A startup backed by Bill Gates has found a way to combine artificial intelligence and solar energy to create extreme heat, essentially replacing the need for fossil fuels.
The clean-energy company, called Heliogen, has used A.I.-powered mirrors that can generate extreme heat — more than 1,800 degrees Fahrenheit — for the first time commercially, according to a press release. This concentrated solar energy is so hot that it has the potential to replace fossil fuels that are used to make cement, steel, and glass.
“We are rolling out technology that can beat the price of fossil fuels and also not make the CO2 emissions,” said Bill Gross, Heliogen’s founder and CEO, to CNN Business. “And that’s really the holy grail.”

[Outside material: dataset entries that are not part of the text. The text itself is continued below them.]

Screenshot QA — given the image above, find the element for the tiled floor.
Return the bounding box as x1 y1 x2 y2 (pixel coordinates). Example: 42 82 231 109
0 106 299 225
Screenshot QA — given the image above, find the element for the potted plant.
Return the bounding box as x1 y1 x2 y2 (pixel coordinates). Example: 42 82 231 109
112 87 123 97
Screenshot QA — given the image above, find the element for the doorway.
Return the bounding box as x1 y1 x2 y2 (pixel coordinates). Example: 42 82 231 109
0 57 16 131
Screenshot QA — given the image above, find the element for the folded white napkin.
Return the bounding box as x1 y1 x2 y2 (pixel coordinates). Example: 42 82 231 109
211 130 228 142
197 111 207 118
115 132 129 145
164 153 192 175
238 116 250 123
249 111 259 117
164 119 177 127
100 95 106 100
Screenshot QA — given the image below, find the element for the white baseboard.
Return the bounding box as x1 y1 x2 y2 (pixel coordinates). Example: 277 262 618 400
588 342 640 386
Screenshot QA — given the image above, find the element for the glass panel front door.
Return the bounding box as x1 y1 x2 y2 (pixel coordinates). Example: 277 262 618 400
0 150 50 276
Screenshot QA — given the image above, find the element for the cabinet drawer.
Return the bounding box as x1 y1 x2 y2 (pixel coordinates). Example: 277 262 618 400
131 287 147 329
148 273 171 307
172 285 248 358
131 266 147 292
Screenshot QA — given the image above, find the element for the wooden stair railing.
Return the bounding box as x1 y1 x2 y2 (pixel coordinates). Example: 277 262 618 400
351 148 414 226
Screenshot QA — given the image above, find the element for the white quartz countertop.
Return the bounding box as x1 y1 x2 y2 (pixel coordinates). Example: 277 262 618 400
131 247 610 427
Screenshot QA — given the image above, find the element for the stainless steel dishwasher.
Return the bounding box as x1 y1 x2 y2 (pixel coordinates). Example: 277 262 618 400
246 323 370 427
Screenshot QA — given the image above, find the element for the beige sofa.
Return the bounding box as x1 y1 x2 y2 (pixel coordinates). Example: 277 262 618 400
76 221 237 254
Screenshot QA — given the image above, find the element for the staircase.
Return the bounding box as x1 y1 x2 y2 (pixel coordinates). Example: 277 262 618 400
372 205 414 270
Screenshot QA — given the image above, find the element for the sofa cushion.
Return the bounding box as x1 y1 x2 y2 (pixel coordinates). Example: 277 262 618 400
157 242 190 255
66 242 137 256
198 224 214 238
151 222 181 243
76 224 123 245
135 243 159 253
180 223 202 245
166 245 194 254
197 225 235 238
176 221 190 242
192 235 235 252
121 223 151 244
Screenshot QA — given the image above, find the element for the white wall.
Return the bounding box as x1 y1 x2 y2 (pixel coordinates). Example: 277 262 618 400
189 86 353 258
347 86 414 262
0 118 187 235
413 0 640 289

The company is taking the concept of solar energy — specifically concentrated solar energy y— and reflective mirrors to essentially create a massive magnifying glass that would create enough heat to replace the use of fossil fuels by industries that are known to produce harmful CO2 emissions.
According to the press release, cement alone makes up more than 7% of the world’s CO2 emissions. Heliogen said that its technology could be a major step toward solving climate change.
Because of these promising uses, Heliogen’s processes attracted Gates to get involved as a backer.
“[Emissions] are everywhere in our lives, but we don’t have any proven breakthroughs that will give us affordable, zero-carbon versions of them. If we’re going to get to zero-carbon emissions overall, we have a lot of inventing to do,” Gates said in the press release. “I’m pleased to have been an early backer of Bill Gross’s novel solar concentration technology. Its capacity to achieve the high temperatures required for these processes is a promising development in the quest to one day replace fossil fuel.”
Other investors in the technology include Swaroop “Kittu” Kolluri from Neotribe Ventures, Patrick Soon-Shiong from NantWorks, and Steve Case from Revolution’s Rise of the Rest Fund.
A spokesperson from Heliogen told Digital Trends that the technology is commercially available now, and the first commercial deployments are expected in 2020.